NEW YORK (Reuters) - The British pound logged its best day in eighteen months on Thursday, following reports that London is close to sealing a financial services deal with Brussels, and as the Bank of England kept interest rates steady but hinted future interest rate rises would be slightly faster if Brexit goes smoothly.
On a day marked by broad dollar weakness, the greenback slipped across the board, retreating sharply from a 16-month high hit on Wednesday.
A British official said London was close to agreeing on a deal giving UK-based financial services firms basic access to European Union markets. The British government and EU officials later played down the chance of an imminent deal.
Sterling added to gains following a Financial Times report that the European Union is weighing a compromise on a plan for Northern Ireland that would give Britain stronger guarantees that a customs border would not be needed along the Irish Sea.
BoE Governor Mark Carney said a no deal, no transition Brexit is not the most likely scenario.
“For Carney to say that a no-deal situation is ‘not the most likely scenario’ gives the pound a reprieve,” said Juan Perez, senior currency trader with Tempus, Inc. in Washington.
Sterling was 1.97 percent higher on the day, its best day since April, 18, 2017. The euro was up 0.87 percent.
More broadly, the dollar index, a gauge of the greenback’s value versus six major peers, fell 0.88 percent to 96.27, its lowest in more than a week.
“The dollar is certainly under pressure across the board and against G7 currencies in particular,” said Dean Popplewell, vice president of market analysis at OANDA in Toronto.

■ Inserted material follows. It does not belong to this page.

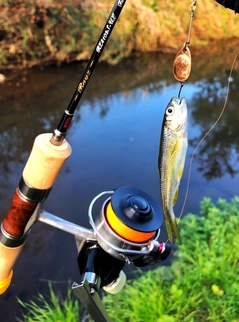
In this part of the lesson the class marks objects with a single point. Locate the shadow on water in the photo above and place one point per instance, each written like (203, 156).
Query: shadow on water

“It’s been a good move by the U.S. dollar over the past month or so and I would think there was a lot of squaring up and rebalancing of portfolios over the last 36 hours,” he said.
The index rose 2 percent for the month of October, its best monthly performance since May.
“I believe some individuals who have been long the dollar for quite some time want to take some profit off the table ahead of nonfarm payrolls,” Popplewell said, referring to October’s U.S. employment report, scheduled for release on Friday.
Hopes that China would ramp up fiscal stimulus boosted the Australian dollar, seen as a barometer of investor sentiment. The Aussie was up 1.88 percent, also helped by data showing a strong rise in Australia’s trade surplus.
The New Zealand dollar, which slipped 1.5 percent in October, started November on a firm footing and was up 2.15 percent. The Canadian dollar strengthened against its U.S. counterpart on Thursday.
China’s yuan edged off a 10-year low on Thursday to end at 6.9496 per dollar, its highest onshore close in nearly a week.
U.S. President Donald Trump in a tweet on Thursday said he had a “very good” talk with Chinese President Xi Jinping on trade and North Korea and that the two planned to meet at the upcoming G-20 summit.